第41話 土曜日のバスケ
広場に到着するとびっくりしたことに、花梨が声をかけてきた。
「ゆーーーん!!!やっほー!!!」
「え、え???どうして花梨がここにいるの?」
「それがさー、あのおバカが毎週ここでバスケやるからお前も見に来いってこないださ…」
「あーあの高上修介拉致事件のとき!」
「はぁ?何いってんのあんた!」
「みんなそう言って噂してたよ?」
「うそでしょー???」
「3年女子の恨みを買っちゃったのよ花梨は」
「はぁぁぁぁぁ?あんなおバカ男のせいでなの?ありえなーい!」
花梨はひとしきり憤慨していた。
「来てたのか」
詩音は修介に言った。
「俺、毎週土曜日参加することにしたんだ」
「そっか」
「今日は本気でやれよ」
「言われなくても」
そこに近藤竜が背の高い2人を伴ってやって来た。
「みんな集まってるな。

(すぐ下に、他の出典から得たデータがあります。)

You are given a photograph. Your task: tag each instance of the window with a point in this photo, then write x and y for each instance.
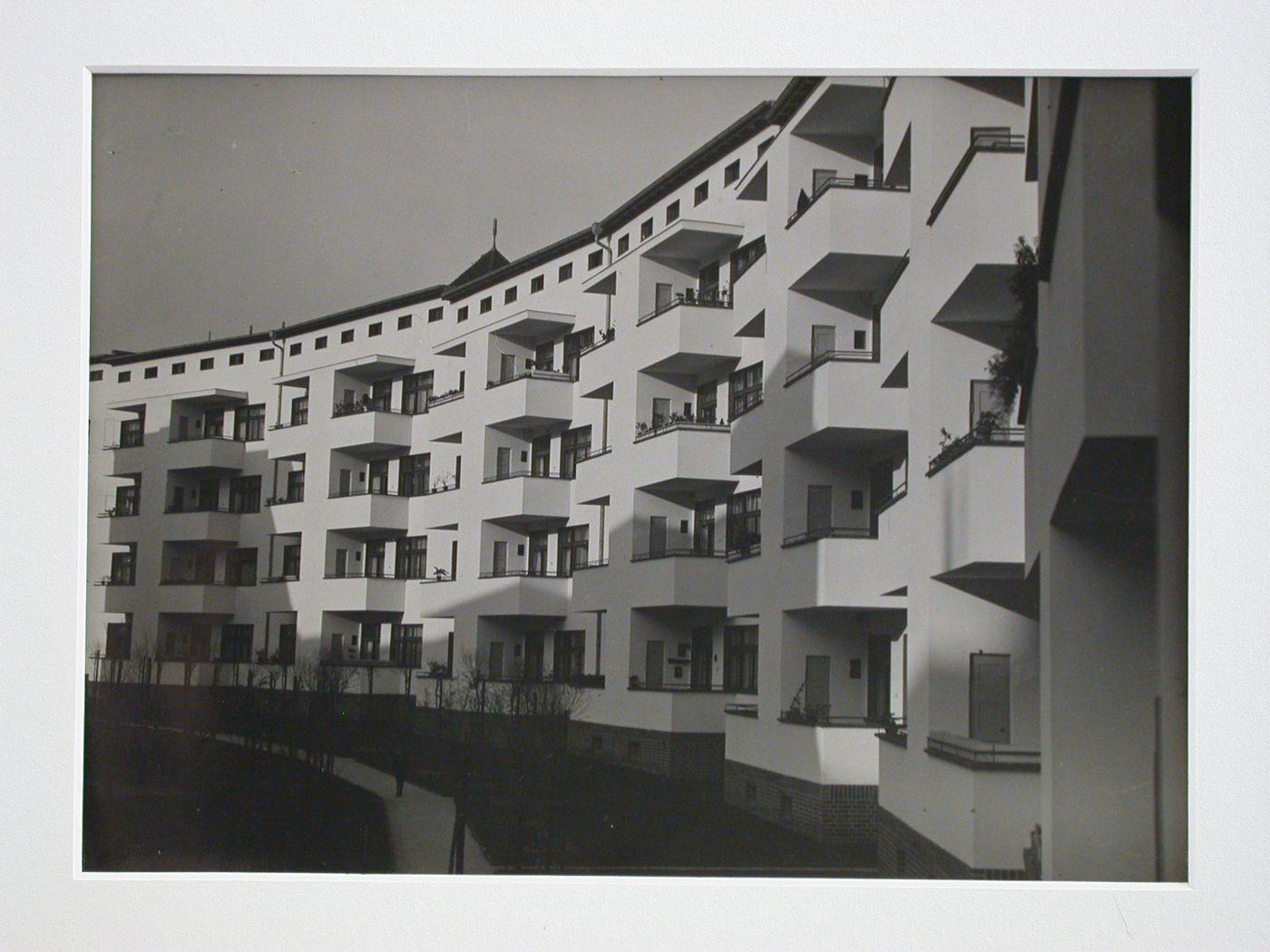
(413, 558)
(746, 389)
(245, 494)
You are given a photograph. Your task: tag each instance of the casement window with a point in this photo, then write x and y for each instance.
(746, 390)
(249, 423)
(412, 558)
(415, 473)
(743, 516)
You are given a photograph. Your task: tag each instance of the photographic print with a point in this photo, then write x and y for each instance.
(711, 475)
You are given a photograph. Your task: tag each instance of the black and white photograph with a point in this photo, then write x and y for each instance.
(527, 485)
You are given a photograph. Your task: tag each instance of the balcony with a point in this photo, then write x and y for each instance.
(677, 577)
(517, 592)
(689, 334)
(368, 429)
(365, 513)
(206, 453)
(531, 399)
(682, 454)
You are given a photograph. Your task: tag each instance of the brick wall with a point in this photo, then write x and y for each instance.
(905, 853)
(696, 757)
(825, 812)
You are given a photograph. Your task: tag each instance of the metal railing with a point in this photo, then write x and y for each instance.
(856, 181)
(691, 297)
(978, 437)
(831, 357)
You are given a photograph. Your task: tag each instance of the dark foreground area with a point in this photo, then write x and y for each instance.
(167, 801)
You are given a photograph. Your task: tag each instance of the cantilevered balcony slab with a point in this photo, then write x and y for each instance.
(532, 400)
(207, 453)
(686, 457)
(371, 432)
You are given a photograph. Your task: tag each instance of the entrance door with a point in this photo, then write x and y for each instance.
(819, 508)
(990, 698)
(657, 536)
(702, 657)
(816, 688)
(823, 339)
(654, 663)
(879, 679)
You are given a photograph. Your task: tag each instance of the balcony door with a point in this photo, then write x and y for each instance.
(990, 698)
(816, 687)
(819, 508)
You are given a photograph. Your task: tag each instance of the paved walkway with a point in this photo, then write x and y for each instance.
(421, 822)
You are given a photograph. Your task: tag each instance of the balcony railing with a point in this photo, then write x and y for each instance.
(857, 181)
(645, 431)
(533, 374)
(694, 298)
(526, 473)
(689, 552)
(831, 357)
(981, 755)
(987, 435)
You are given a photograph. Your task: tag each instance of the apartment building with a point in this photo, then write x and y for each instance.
(728, 461)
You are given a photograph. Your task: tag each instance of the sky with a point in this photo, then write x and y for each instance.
(224, 203)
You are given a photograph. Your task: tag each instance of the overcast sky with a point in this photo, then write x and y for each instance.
(226, 202)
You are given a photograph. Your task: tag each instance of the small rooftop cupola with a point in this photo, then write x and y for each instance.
(488, 263)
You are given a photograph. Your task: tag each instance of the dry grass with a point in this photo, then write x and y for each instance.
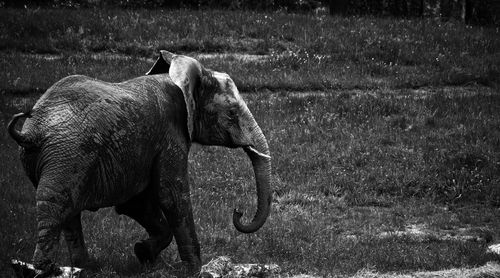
(348, 168)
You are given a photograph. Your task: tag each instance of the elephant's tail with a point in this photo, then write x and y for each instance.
(22, 139)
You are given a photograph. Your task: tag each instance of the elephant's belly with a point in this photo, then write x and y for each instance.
(114, 184)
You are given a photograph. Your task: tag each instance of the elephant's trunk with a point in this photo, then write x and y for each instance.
(261, 161)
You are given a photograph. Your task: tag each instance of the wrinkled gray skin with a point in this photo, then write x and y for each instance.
(89, 144)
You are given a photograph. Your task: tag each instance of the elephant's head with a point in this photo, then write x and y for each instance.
(217, 115)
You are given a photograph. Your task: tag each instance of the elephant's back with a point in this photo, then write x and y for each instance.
(97, 131)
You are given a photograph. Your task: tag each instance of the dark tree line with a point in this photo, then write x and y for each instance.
(469, 11)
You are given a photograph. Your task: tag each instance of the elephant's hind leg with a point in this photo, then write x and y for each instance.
(54, 208)
(73, 235)
(146, 211)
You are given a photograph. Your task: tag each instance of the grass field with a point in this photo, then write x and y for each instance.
(377, 127)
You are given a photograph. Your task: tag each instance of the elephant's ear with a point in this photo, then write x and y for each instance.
(161, 65)
(185, 72)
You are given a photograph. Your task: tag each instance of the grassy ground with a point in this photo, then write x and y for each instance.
(354, 164)
(305, 52)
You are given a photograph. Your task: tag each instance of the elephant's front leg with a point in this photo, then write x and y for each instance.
(73, 235)
(176, 205)
(144, 209)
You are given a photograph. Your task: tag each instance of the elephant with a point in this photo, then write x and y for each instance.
(88, 144)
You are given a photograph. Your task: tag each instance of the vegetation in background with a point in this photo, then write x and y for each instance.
(297, 52)
(347, 168)
(401, 130)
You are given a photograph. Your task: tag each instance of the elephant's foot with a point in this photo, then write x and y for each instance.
(47, 269)
(191, 259)
(145, 251)
(79, 258)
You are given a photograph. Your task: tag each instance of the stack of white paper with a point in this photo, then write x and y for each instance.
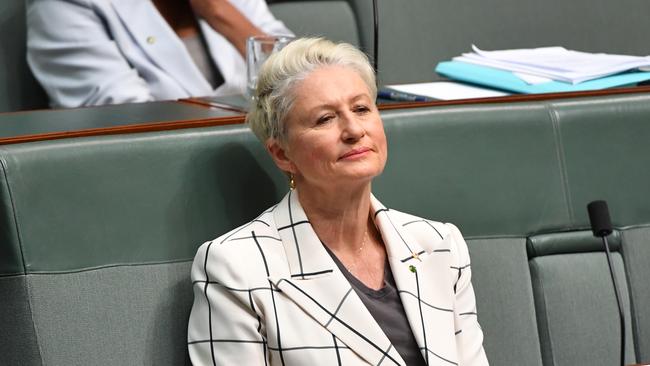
(539, 65)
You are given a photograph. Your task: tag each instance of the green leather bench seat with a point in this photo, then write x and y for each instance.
(97, 234)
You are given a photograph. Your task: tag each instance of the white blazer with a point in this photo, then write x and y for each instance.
(268, 293)
(93, 52)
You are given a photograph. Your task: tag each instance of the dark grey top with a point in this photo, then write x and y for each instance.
(387, 309)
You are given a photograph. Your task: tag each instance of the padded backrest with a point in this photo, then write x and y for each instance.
(575, 301)
(98, 235)
(18, 88)
(430, 31)
(333, 19)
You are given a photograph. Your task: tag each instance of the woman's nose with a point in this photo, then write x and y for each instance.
(352, 129)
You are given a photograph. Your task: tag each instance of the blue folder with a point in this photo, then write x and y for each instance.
(505, 80)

紹介するよ。この二人は俺の大学のバスケ部でも優秀な二人。全国大会にもしょっちゅう出てるレベルだ。ここの話をしてたら、草バスケ懐かしいから見に行きたいっていうんで連れてきたんだ。超優秀選手だから、聞きたいこととかあったらぜひ聞いて取り入れてほしい。あとでちょっとした指導もしてくれるそうだ」
「近藤さん!凄いですよ!汐川選手と川谷選手ですよね?」
「そうだ」
「俺のあこがれの選手だぁぁぁぁぁ!!!」
「なになに、そんなに凄いのか?」
「スター選手っすよ!」
興奮した草バスケ野郎たちはわいわい言いながら二人を取り囲んだ。
「俺にはわかんないわ」
修介はひとりごちた。バスケ初心者マークである。
詩音はひとりストレッチを続けていた。
「まずは5対5でゲームやってみるか。それぞれのチームに汐川か川谷を入れるから、他の4人を二組選んでくれ」
なんとなく意見がまとまると、10人はコートの中に入った。詩音は川谷組、修介は足手まといになるからとことわったが、汐川組に入っていた。
ピーーーーーー!!!
ホイッスルとともにゲームが始まった。
始まった…のではあるが、ゲームとは言えなかった。
詩音と川谷のコンビが難なくゴールし続けるので、汐川ですらお手上げだった。
「ちょっと待ってくれよ。これじゃゲームにならないだろ?」
汐川が不満をもらす。
「そこのお前、ちょっとこっちのチームに入ってみて」
汐川は詩音に入れ替わるよう頼んだ。
「汐川、こいつすごいやりやすいぞ。試してみ」
川谷はそういって詩音をぽんと押し出した。
詩音が入れ替わって始まったゲームも同じことだった。
こんどは詩音と汐川のコンビがスルスルとガードを交わし、遠い位置からでも確実にゴールを決める。すばしっこい詩音は相手をくぐり抜けてレイアップシュートを決める。話にならなかった。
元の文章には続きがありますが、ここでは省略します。